What good is market timing?
When JP Morgan was asked what the market would do, his answer was, “It will fluctuate.” It’s almost impossible to predict short-term movements. Your emotions get engaged and play tricks on you. But long-term trends are another matter. A little reflection and analysis gives some perspective.
For example, oil prices are have fallen dramatically in the past six months, and are unlikely to recover soon. So consumers have more money in their pockets from paying less for gas, heating oil, and other energy-related items. Whatever benefits from discretionary spending—restaurants, resorts, discount airlines—will tend to do better. Identifying and riding trends like this isn’t market timing, it’s using common sense to identify opportunities.

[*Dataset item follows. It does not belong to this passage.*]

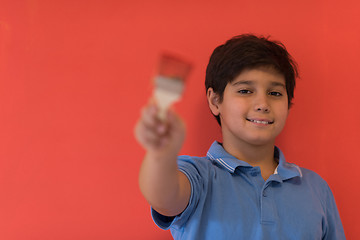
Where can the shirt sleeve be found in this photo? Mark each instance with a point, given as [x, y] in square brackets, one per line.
[190, 168]
[333, 226]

From up close, it’s hard to see where things are going. But if you step back, and look at things from a longer-term perspective, the trends are a little clearer. Right now we have a strengthening economy and a stronger consumer. That should help the overall market, although there will be winners and losers along the way.
But what investors really need isn’t market timing, but time in the market. Over the course of ten years, a 7% return doubles your money. Over twenty years, it quadruples your money. And over thirty years, it will grow your principal 8 times. Put another way, suppose three investors all put $10 thousand aside per year, and they all earn the same 7% return. The first begins at age 22, the next starts at age 30, and the third starts at age 40. By the time they are 65, the 40 year-old saver has $1 million, the one who started at age 30 has $2.5 million, and the person who began saving at age 22 has $4.7 million—just from saving and investing $10 thousand per year. Clearly, there are huge benefits to starting early.
“To everything there is a season,” says the book of Ecclesiastes. Stay focused on the long-term outlook. Don’t sweat the small stuff. And enjoy the ride.